Die engel zou er spijt van krijgen, dat verzeker ik je.'
'Dat geloof ik onmiddellijk, Herr Stabsfeldwebel,' meende Stever te moeten zeggen.
"De Verrader" wond zich zo op dat hij woedend werd.
'Engel of niet, als iemand hier binnenkomt zonder schriftelijke toestemming van het gerecht zou hij met mij te doen krijgen. Ik ben voor orde en discipline. Met die janboel in het paradijs heb ik niets te maken. Obergefreiter, nu knielen ze allebei neer. Jezus mina, wat een toestand!'
Hij schonk Stever drie seconden gelegenheid om te kijken. Die kraaide van plezier. Wat een vertoning werd daar opgevoerd! Zo iets zag je niet vaak.
"De Verrader" duwde hem meedogenloos weg om zelf weer van het schouwspel te genieten.

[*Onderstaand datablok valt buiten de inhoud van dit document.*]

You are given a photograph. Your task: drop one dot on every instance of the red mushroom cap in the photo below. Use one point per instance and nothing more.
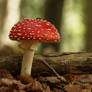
(34, 29)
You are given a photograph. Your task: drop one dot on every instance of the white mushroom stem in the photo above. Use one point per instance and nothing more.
(29, 48)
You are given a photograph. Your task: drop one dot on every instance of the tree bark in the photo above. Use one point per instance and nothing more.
(74, 63)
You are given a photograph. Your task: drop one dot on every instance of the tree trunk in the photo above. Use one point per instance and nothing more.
(74, 63)
(88, 22)
(53, 13)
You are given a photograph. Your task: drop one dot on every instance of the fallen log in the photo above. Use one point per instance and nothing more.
(63, 63)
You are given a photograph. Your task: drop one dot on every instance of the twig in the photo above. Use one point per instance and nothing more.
(61, 78)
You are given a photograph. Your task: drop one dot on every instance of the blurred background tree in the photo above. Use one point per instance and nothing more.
(72, 18)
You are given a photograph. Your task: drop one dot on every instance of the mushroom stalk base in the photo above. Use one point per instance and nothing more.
(28, 56)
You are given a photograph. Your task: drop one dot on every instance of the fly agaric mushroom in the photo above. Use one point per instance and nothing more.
(30, 32)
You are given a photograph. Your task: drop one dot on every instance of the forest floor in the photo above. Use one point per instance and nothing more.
(44, 82)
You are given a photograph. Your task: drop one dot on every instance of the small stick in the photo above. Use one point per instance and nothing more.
(54, 71)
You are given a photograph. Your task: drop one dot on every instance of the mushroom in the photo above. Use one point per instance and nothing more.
(30, 32)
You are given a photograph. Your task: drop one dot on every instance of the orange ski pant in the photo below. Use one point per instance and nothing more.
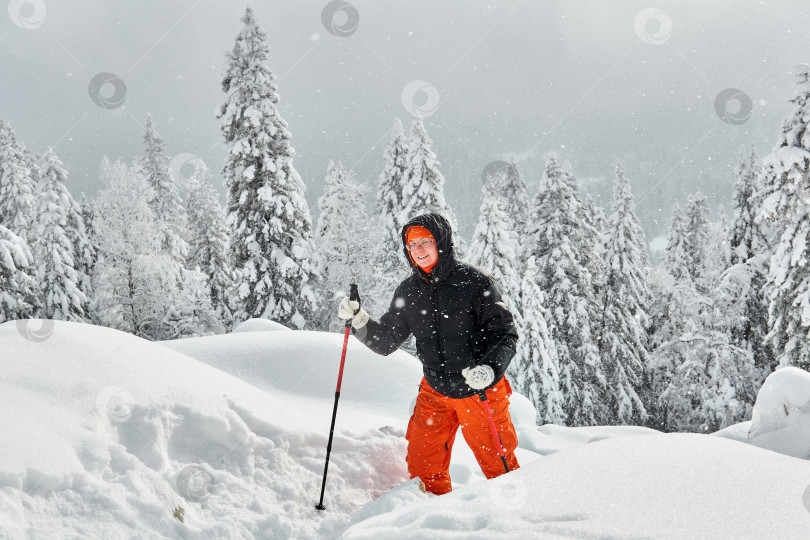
(432, 430)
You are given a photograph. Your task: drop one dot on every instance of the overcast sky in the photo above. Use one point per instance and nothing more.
(593, 81)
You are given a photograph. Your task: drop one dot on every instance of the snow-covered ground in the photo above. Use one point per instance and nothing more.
(105, 435)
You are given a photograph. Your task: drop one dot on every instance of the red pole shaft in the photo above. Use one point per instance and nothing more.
(343, 357)
(320, 505)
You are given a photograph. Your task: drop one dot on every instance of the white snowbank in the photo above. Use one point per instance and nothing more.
(105, 435)
(259, 325)
(662, 486)
(780, 420)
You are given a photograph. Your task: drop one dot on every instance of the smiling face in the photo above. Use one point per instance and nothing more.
(424, 256)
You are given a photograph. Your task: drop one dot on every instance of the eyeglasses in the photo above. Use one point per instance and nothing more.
(424, 244)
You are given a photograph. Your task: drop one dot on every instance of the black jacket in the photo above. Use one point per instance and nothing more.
(455, 312)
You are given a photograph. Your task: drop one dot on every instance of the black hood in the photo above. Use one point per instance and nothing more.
(440, 228)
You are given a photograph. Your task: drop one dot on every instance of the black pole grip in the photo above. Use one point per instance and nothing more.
(354, 296)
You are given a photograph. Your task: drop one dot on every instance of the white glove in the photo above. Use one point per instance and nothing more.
(478, 377)
(347, 311)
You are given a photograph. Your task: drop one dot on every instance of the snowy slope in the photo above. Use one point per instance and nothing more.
(105, 435)
(664, 486)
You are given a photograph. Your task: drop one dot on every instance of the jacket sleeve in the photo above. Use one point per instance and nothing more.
(498, 333)
(386, 336)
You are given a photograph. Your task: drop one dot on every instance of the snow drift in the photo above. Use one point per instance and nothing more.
(107, 435)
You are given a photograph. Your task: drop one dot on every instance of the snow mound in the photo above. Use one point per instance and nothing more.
(662, 486)
(259, 325)
(780, 420)
(301, 363)
(106, 435)
(781, 417)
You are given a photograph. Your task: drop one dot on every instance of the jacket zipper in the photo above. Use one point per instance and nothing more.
(436, 324)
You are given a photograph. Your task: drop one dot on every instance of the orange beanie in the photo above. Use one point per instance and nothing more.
(416, 231)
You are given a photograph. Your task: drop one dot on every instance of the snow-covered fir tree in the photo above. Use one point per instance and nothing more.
(535, 369)
(423, 185)
(165, 203)
(704, 381)
(495, 245)
(17, 287)
(625, 300)
(271, 227)
(785, 171)
(341, 237)
(746, 239)
(389, 265)
(786, 209)
(711, 387)
(79, 231)
(718, 252)
(697, 235)
(563, 244)
(749, 258)
(390, 203)
(139, 288)
(17, 184)
(129, 284)
(512, 186)
(208, 241)
(54, 252)
(677, 252)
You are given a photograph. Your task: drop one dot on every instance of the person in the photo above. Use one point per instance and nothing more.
(465, 339)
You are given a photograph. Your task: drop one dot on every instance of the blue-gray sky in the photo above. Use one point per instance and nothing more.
(592, 80)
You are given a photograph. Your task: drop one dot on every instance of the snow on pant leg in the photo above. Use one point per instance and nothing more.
(430, 435)
(476, 430)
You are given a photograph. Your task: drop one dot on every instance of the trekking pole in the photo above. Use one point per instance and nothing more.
(494, 431)
(354, 296)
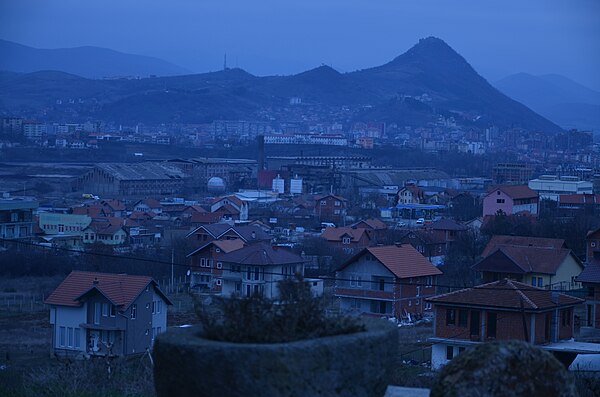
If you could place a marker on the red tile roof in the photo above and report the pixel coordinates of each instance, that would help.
(506, 294)
(527, 259)
(225, 246)
(374, 223)
(337, 233)
(121, 289)
(522, 241)
(402, 260)
(262, 254)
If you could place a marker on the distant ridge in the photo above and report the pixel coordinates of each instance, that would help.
(562, 100)
(90, 62)
(427, 81)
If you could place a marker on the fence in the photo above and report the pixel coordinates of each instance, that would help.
(22, 303)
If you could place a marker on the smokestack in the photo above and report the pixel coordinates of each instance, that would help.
(261, 152)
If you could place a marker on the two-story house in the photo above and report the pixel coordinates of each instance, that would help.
(106, 314)
(148, 205)
(233, 205)
(107, 231)
(592, 245)
(510, 200)
(411, 194)
(536, 261)
(431, 245)
(16, 217)
(256, 269)
(206, 266)
(378, 228)
(224, 231)
(386, 280)
(590, 279)
(501, 310)
(349, 240)
(330, 208)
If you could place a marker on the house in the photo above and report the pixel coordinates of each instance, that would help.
(377, 226)
(510, 200)
(224, 231)
(447, 229)
(330, 208)
(592, 245)
(411, 194)
(106, 314)
(16, 217)
(148, 205)
(256, 269)
(64, 224)
(501, 310)
(522, 241)
(349, 240)
(108, 231)
(386, 280)
(232, 202)
(590, 279)
(431, 245)
(205, 266)
(541, 263)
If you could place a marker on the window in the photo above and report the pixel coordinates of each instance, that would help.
(463, 316)
(449, 352)
(97, 309)
(491, 325)
(450, 316)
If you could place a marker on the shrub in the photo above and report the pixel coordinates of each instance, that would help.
(295, 316)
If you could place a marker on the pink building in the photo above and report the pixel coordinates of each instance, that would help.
(510, 200)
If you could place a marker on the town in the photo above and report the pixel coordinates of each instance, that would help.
(300, 199)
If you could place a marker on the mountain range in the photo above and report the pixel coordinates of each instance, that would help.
(428, 81)
(562, 100)
(90, 62)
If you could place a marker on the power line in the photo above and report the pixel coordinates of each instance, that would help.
(325, 278)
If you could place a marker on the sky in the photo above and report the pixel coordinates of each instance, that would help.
(269, 37)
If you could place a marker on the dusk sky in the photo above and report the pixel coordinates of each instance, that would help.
(282, 37)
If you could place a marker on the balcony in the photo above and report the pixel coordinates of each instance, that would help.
(364, 293)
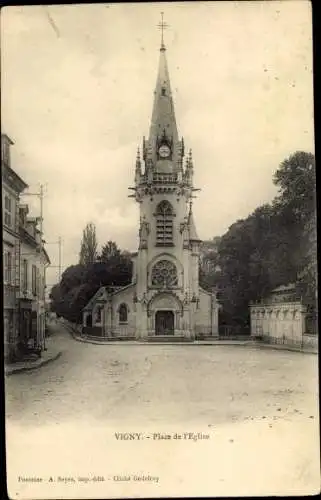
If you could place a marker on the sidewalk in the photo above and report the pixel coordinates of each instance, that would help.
(51, 354)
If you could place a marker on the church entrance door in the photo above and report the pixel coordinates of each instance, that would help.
(164, 323)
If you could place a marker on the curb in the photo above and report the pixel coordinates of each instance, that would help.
(87, 340)
(244, 343)
(35, 367)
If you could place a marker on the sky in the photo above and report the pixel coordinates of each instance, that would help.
(77, 93)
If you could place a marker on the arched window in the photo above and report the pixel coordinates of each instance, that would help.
(164, 274)
(123, 313)
(164, 224)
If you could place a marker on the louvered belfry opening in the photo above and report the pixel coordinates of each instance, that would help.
(164, 224)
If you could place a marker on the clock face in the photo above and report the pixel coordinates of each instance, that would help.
(164, 151)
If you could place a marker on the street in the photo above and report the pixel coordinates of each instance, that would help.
(259, 409)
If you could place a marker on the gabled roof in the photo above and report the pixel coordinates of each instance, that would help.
(102, 294)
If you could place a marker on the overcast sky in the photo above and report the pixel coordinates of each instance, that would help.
(77, 93)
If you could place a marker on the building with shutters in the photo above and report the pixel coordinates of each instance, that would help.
(24, 264)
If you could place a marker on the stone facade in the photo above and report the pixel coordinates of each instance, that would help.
(23, 265)
(12, 187)
(164, 298)
(33, 263)
(280, 318)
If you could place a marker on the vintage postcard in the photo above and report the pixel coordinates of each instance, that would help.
(160, 262)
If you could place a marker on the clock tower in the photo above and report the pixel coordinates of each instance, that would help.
(164, 300)
(166, 267)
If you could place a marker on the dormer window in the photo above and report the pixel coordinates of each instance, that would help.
(5, 151)
(8, 211)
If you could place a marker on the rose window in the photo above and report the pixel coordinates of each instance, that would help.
(164, 274)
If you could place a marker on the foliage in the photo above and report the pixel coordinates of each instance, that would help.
(274, 245)
(81, 281)
(88, 247)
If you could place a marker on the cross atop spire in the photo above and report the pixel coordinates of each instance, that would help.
(162, 26)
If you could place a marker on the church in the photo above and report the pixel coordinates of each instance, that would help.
(164, 300)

'Zo, dat hebben we gehad. Nu zitten ze samen op het bed en ze houden elkaars hand vast. De ouwe jankt. Mooie helden.'
'Wat heeft die nu te janken, die hemelbestormer?' vroeg Stever. 'Ze slaan hem toch zijn kop niet af?'
"De Verrader" haalde zijn schouders op. Hij wist niet precies wat hij moest antwoorden, maar nadat hij even had nagedacht kwam hij tot de voor de hand liggende conclusie dat je als zielenherder moest tonen dat je het je aantrok als je een ter dood veroordeelde bijstond in zijn laatste ogenblikken.